Adding Ontology Resources

A Semantic > Resources interface is available in the Business Console to easily configure your ontology needs. You can define, amongst others, ontology/thesaurus resources for the search application without impacting the search service.

This task shows you how to:

Create ontology resources before editing them in the Business Console

Before you begin:

This procedure explains how the Exalead CloudView administrator creates ontology resources in the Administration Console so that they can be edited in the Business Console.

For more information, see Ontology Matcher (Resource-Based) in the Exalead CloudView Configuration Guide.

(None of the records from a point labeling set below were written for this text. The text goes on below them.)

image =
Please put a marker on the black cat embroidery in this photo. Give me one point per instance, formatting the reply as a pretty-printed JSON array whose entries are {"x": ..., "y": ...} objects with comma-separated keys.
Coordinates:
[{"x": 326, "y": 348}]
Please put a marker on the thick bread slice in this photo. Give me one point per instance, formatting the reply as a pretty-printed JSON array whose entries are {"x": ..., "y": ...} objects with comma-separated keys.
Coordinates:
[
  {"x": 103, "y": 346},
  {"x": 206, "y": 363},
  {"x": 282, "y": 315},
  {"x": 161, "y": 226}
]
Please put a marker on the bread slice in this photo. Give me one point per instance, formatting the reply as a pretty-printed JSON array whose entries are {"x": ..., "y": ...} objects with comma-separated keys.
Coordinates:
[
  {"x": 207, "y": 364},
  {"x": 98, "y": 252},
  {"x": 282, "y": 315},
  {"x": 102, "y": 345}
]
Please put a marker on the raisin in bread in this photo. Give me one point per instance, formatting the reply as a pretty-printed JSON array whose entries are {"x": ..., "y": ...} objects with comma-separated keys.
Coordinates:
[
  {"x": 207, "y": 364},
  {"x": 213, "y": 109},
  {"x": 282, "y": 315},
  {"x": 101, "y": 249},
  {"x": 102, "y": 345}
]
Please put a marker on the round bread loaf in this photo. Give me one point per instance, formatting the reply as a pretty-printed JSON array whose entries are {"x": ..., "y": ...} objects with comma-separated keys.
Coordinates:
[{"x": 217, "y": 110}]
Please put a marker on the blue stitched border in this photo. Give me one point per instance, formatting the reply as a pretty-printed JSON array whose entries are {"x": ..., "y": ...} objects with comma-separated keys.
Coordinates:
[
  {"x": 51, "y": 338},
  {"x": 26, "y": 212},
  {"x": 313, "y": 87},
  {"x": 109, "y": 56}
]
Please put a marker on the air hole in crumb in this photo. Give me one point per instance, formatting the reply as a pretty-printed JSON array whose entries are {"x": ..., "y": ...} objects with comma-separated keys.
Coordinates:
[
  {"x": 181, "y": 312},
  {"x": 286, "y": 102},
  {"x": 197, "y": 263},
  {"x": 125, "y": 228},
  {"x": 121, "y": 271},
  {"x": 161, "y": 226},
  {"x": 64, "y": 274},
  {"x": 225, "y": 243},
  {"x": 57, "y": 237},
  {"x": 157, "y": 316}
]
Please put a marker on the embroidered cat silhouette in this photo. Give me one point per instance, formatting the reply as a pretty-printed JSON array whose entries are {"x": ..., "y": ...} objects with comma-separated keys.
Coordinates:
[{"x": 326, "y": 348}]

  1. Go to Index > Data Processing > Semantic Processors.
  2. Drag the Ontology Matcher processor to the list of current processors, and expand its configuration panel.
  3. Click Create new next to Resource directory.
  4. Enter the name of your ontology resource, for example, myonto.
  5. Click Save and Apply.

Your new ontology resource shall now be available in the Business Console, under Semantic > Resources.

Configure ontology annotations

The Ontology Matcher detects expressions (or text forms) in a token stream. It tags these expressions with an annotation name that can then be mapped to a category field or an index field. Ontologies are made of annotations, where each annotation can contain sub-annotations and/or multiple display forms.

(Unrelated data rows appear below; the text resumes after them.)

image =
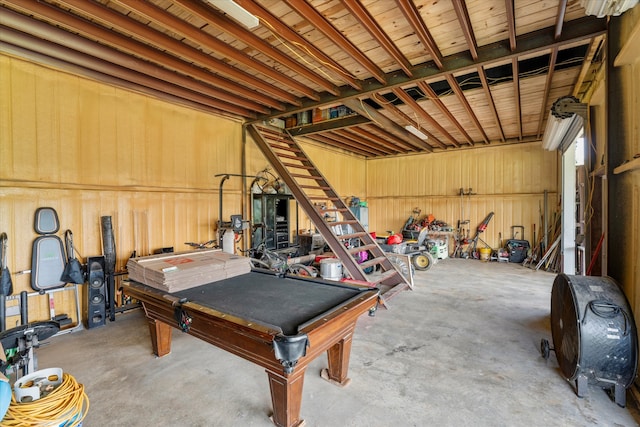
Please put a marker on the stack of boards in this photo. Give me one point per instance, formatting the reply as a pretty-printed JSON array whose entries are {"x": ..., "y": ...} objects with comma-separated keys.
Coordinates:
[{"x": 173, "y": 272}]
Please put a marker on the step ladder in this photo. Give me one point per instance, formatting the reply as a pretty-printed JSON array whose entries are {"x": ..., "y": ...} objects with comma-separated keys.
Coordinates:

Add a new annotation package

Before you begin: You must first create an annotation package for the user query.
  1. In Semantic > Resources, select an ontology resource from the list of Resources.
    • If the semantic resource is not available in the list, click on the Refresh button.
    • If the semantic resource is in the list but you get an error message, check with your Exalead CloudView Administrator. When a new resource is created, the changes must be applied to the configuration before being able to edit the resource.
  2. To create an annotation, click Add annotation, and enter a name, for example, my.annotation



Add a display form to an annotation

  1. In the Annotation list, select an annotation or sub-annotation.
  2. Click Add display form and configure the following.
    1. In Value, enter the display name that should be returned when a matching textual form is found in a document. For example, enter Coca-Cola
    2. In Language, restrict the match to a specific language or accept xx (N/A) (for all languages).
  3. The display form can be configured either directly in xml, by switching to the XML editor (see the example in Figure 2 ) or using the interface with the Objects editor as follows:
    1. In Match text form, enter the text to match with the display form, for example, Coca Cola (without hyphen).
    2. In Normalize, select how to normalize text forms: No (exact match), As lowercase, As lowercase and remove accents, etc.
    3. In Language, you can either restrict the match to a specific language or accept xx (All languages).

    Note: To quickly add similar new text forms, click Add text form.
    In this example, we want to link different text forms of Coca-Cola to the Coca-Cola display form in our my.annotation annotation, and we create forms for each of them.

    Same ontology resource example in XML editor

  4. You can test your resource changes.

Test a resource

You can test your ontology resources to see the annotations it creates on tokens (words, punctuation marks, etc.) or documents.

  1. Go to the Test tab and select:
    1. An analysis pipeline configuration where the ontology matcher resource appears.
    2. The Ontology matcher processor and its resource versions (if several versions have been saved).
    3. The Language to match.
  2. Type or paste text in the Annotate a text sample box.

    The annotated text displays below the box and the Annotations panel on the right displays its tags and associated forms. In our example, Coca-Cola, Coca Cola and Coke are highlighed and we can see that they produce the my.annotation annotation with the Coca-Cola display form as required.



    Note: You can select Hide intermediate annotations to focus only on the most important annotations.

  3. If you are satisfied with the test then you are ready to publish.

Keep annotations with the highest trust level only

An annotation can be generated several times for the same text form, when you declare the same text form with different normalization levels.

Context: For example, if you have:

<Entry display="anything">
  <Form value="whatever" level="normalized"/>
  <Form value="whatever" level="phonetic"/>
</Entry>

The word whatever will match both forms and therefore generate the annotation entry twice.

This also means that when mapped to a category, it will increase the count more than once which has no interest as we don't want to use category counts for ranking and only want each document to be counted once.

  1. Open your <DATADIR>/config/Analysis.xml file.
  2. In the <OntologyMatcher> node, set the trustLevelBasedDedup attribute to ”true”, as shown in the following example.
    <ana:OntologyMatcher trustLevelBasedDedup="true" annotationPrefix="" ignoreSpaces="false"
    tokenizeAnnotations="false" keepLongestMatchInterTag="false"
    keepLongestMatch="true" restrictLanguage="true" resourceDir="resourcemanager://g1/ont"
    minWordSizeForDist2="8" minWordSizeForDist1="3" enableApproxMatching="false"
    disabled="false" name="OntologyMatcher.0"/>
  3. Then, in the Business Console, edit your ontology resource with the XML editor to specify the required trust levels for each <Form> node using the distance="n" attribute. The distance formula is actually “distance=100 - n”, so to get the highest score, set the distance value to 0, and to get the lowest score, set it to 100.

    For our example, to keep only the annotation generated for the “normalized” level, you could have:

    <Entry display="anything">
       <Form value="whatever" level="normalized" distance="0"/>
       <Form value="whatever" level="phonetic" distance="80"/>
    </Entry>